To the maximum extent permitted by law, no suppliers of any third party components included in the products will be liable to you for any damages whatsoever.
5.3 Indemnification. You agree that Passbolt, and any parents, subsidiaries, officers, employees, or third party contractors cannot be held responsible for any third party claim, demand, or damages, including reasonable attorneys' fees, arising out of your use of this Service.
6. Modifications to this Agreement
6.1. Modifications conditions and notice. Passbolt reserves the right to change, modify or replace any of the terms and conditions contained in this Agreement at any time. We will make reasonable efforts to notify you in case material changes to this Terms.
6.2. Response to modifications. After a change in the term you have 30 days to respond (a) by informing us that you agree to the new terms, (b) by informing us and the Customer that you disagree, or (c) by giving the Customer and us notice that you terminate this agreement. Continuation of use after 30 days will constitute agreement to the new terms.

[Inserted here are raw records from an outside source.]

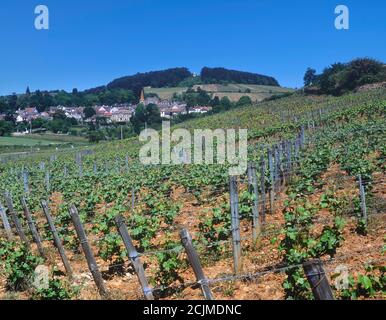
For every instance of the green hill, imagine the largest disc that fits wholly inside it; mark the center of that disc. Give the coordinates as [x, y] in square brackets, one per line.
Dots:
[233, 91]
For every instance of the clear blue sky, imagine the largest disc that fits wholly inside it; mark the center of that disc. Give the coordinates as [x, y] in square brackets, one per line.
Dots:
[91, 42]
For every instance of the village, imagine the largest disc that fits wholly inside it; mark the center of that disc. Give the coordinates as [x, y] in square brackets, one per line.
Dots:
[117, 113]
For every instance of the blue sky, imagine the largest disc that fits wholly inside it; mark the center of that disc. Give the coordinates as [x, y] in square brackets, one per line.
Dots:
[91, 42]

7.1. Termination notice. These User Terms remain effective until the Customer subscription for you expires or terminates. Please contact the Customer if you wish to terminate your account, including because of disagreement with any modifications to these Terms.
7.2. Surviving provisions. Some provisions of the Terms shall survive termination, including without limitation: general conditions, ownership and intellectual property provisions, warranty disclaimers, limitations of liability, governing law and disputes provisions.
8. Additional provisions
8.1. Severability. If any provision of this Agreement is found to be unenforceable or invalid, that provision will be limited or eliminated to the minimum extent necessary so that this Agreement will otherwise remain in full force and effect and enforceable.

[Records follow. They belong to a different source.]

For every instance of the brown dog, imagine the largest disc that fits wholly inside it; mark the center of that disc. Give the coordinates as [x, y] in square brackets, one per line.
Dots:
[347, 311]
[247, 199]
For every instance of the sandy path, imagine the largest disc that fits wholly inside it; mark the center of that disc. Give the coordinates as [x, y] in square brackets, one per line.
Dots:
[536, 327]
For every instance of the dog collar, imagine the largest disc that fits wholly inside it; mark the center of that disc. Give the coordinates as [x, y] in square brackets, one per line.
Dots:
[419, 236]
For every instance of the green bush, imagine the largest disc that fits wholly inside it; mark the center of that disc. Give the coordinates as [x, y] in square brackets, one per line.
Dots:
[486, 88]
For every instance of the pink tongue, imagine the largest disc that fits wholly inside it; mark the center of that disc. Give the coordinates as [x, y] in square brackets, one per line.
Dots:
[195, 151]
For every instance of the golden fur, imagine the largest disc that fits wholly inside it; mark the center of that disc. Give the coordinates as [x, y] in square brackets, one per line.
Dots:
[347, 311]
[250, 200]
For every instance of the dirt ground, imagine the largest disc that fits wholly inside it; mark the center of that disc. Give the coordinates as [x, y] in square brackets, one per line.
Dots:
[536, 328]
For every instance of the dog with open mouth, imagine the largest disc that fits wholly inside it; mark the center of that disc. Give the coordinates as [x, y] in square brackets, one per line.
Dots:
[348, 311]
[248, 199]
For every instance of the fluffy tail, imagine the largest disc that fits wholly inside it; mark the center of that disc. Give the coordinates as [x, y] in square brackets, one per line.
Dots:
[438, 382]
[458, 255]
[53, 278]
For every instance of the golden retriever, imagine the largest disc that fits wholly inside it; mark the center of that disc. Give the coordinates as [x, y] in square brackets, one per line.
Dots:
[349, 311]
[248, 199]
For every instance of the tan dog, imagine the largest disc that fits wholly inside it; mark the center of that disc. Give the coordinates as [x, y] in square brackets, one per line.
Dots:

8.2. Previous agreements. Both parties agree that this Agreement is the complete and exclusive statement of the mutual understanding of the parties and supersedes and cancels all previous written and oral agreements, communications and other understandings relating to the subject matter of this Agreement, and that all waivers and modifications must be in a writing signed or otherwise agreed to by each party, except as otherwise provided herein.
8.3. Non-Waiver of Rights. The failure of any Party to insist upon or enforce performance by the other Party of any of the provisions of this Agreement or to exercise any rights or remedies under this Agreement will not be interpreted or construed as a waiver or relinquishment of such Party’s right to assert or rely upon such provision, right or remedy in that or any other instance; rather, such provision or right shall be and remain in full force and effect.
8.4. Assignment. We may assign these Terms in their entirety, without your consent, to a corporate affiliate or in connection with a merger, acquisition, corporate reorganization, or sale of all or substantially all of our assets.
9. Governing law
9.1. Governing Law. The Agreement between Passbolt and the Customer shall be governed by, and construed in accordance with, the laws of the Grand Duchy of Luxembourg.
Date of Last Update
This agreement was last updated on July 1st, 2019.